SidelineSwap’s CEO agrees that there’s a difference between advertising, where monopoly-like companies like Google and Facebook have tight control over the industry, and the more fragmented market for payments, in which the likes of Stripe, PayPal, and Adyen are competing vigorously with each other, which can help keep a lid on costs to the entrepreneur. He says the company switched from Stripe to PayPal-owned Braintree for payments, in part because of cost.

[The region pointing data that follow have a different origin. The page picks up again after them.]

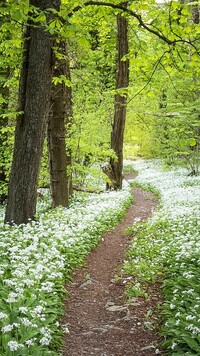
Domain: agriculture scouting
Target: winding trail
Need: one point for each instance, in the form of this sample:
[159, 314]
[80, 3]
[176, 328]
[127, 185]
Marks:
[100, 320]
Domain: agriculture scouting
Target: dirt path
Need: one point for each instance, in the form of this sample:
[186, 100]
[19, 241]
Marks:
[100, 321]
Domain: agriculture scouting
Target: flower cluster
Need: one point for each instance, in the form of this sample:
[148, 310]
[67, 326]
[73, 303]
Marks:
[168, 246]
[36, 260]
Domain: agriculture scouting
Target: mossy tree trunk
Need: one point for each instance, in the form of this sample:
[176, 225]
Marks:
[34, 97]
[122, 81]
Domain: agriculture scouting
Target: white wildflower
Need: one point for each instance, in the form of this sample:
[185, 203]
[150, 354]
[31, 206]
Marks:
[14, 345]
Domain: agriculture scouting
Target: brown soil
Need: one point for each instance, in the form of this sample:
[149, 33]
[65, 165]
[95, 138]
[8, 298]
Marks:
[100, 320]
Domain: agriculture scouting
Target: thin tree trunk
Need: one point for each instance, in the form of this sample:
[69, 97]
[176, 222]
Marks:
[122, 81]
[59, 159]
[34, 95]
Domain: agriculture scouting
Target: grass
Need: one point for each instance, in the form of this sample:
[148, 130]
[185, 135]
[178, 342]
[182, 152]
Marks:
[35, 262]
[167, 248]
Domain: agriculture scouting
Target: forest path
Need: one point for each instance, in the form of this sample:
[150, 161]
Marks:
[101, 321]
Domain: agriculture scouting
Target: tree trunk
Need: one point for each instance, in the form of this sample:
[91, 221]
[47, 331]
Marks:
[34, 95]
[122, 81]
[61, 112]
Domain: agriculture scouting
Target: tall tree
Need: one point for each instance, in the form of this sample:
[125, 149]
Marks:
[122, 81]
[33, 105]
[60, 118]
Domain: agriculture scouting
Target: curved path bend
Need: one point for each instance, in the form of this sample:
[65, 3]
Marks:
[100, 320]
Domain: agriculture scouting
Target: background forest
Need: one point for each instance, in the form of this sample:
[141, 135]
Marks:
[159, 100]
[83, 85]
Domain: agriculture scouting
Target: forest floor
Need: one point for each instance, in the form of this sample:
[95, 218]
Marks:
[100, 320]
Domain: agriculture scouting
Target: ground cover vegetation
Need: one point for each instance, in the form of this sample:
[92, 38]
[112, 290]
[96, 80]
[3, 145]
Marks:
[36, 261]
[166, 249]
[162, 58]
[82, 43]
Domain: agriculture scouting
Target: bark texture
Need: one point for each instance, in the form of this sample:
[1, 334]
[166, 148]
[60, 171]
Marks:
[61, 112]
[34, 95]
[122, 81]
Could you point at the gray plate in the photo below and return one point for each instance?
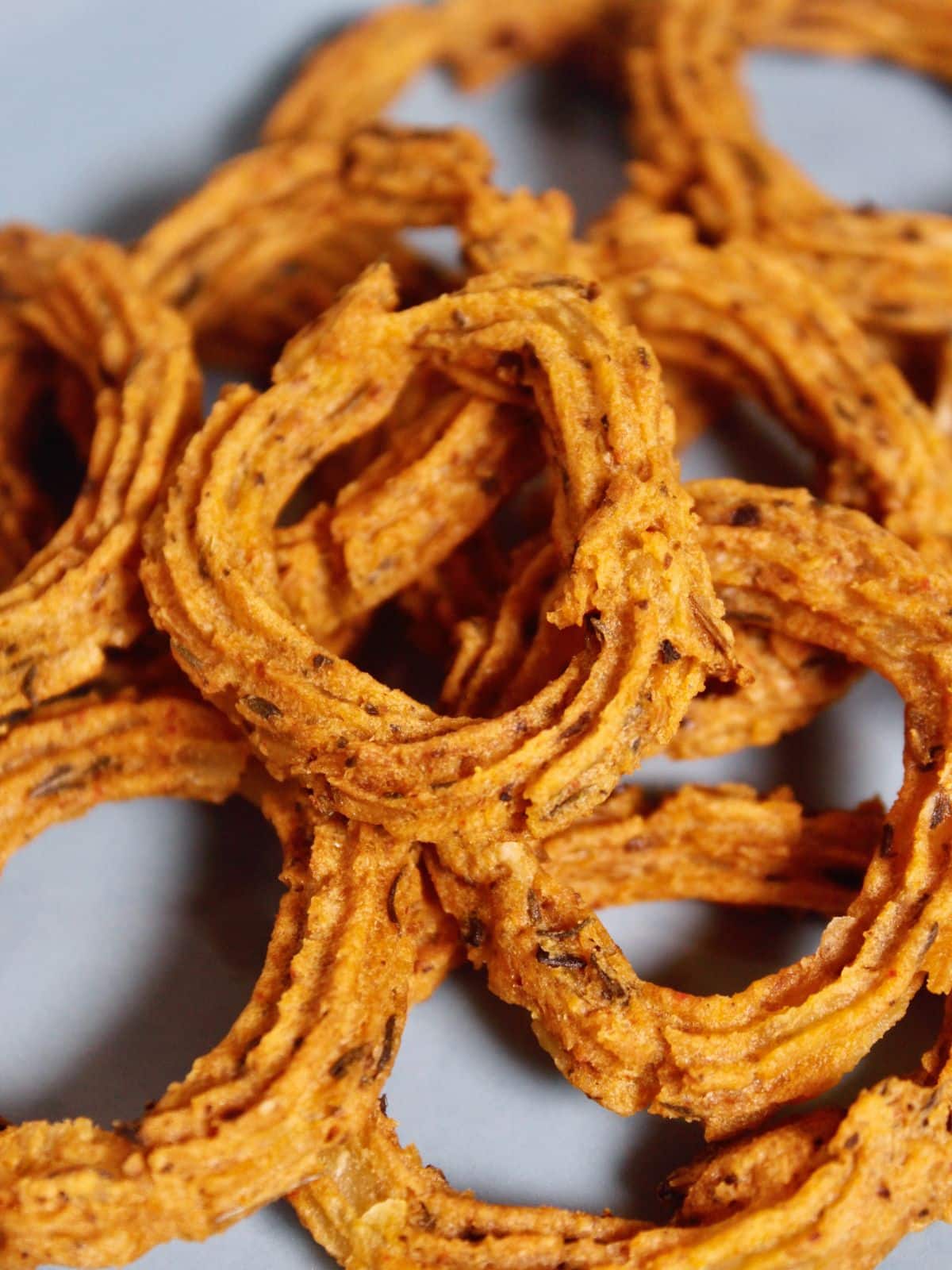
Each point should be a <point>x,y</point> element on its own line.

In some parts of their business, entrepreneurs can’t avoid the big players. “There’s no way to get the ball rolling without paying Facebook, Google, or Amazon to reach the audience,” Candon said. When SidelineSwap was starting out, the company was able to reach a lot of people on social media sites like Facebook and Instagram without heavy advertising costs, but he says those days are over. Facebook’s algorithms have changed, and the only way to reach a lot of people is to dip into your wallet: “You have to pay the piper to reach the customer,” he says.
Fortunately, Candon thinks there’s still a lot of competition in industries other than advertising and social media. “In most parts of tech there’s a lot of choice,” he said.
Mills is betting that financial startups offering business intelligence, money transfer, and cash flow management can ultimately make small businesses better at what they do. She argues that regulation can help keep the field competitive and prices contained. She envisions a future in which artificial intelligence-powered vendors offer lines of credit before entrepreneurs realize they need it.
“All of these pieces are services that address pain points that small businesses know they have,” she said. “They just don’t really know how to buy a product yet and integrate it into their activity. But the pain points are real enough that I think that’s going to evolve.”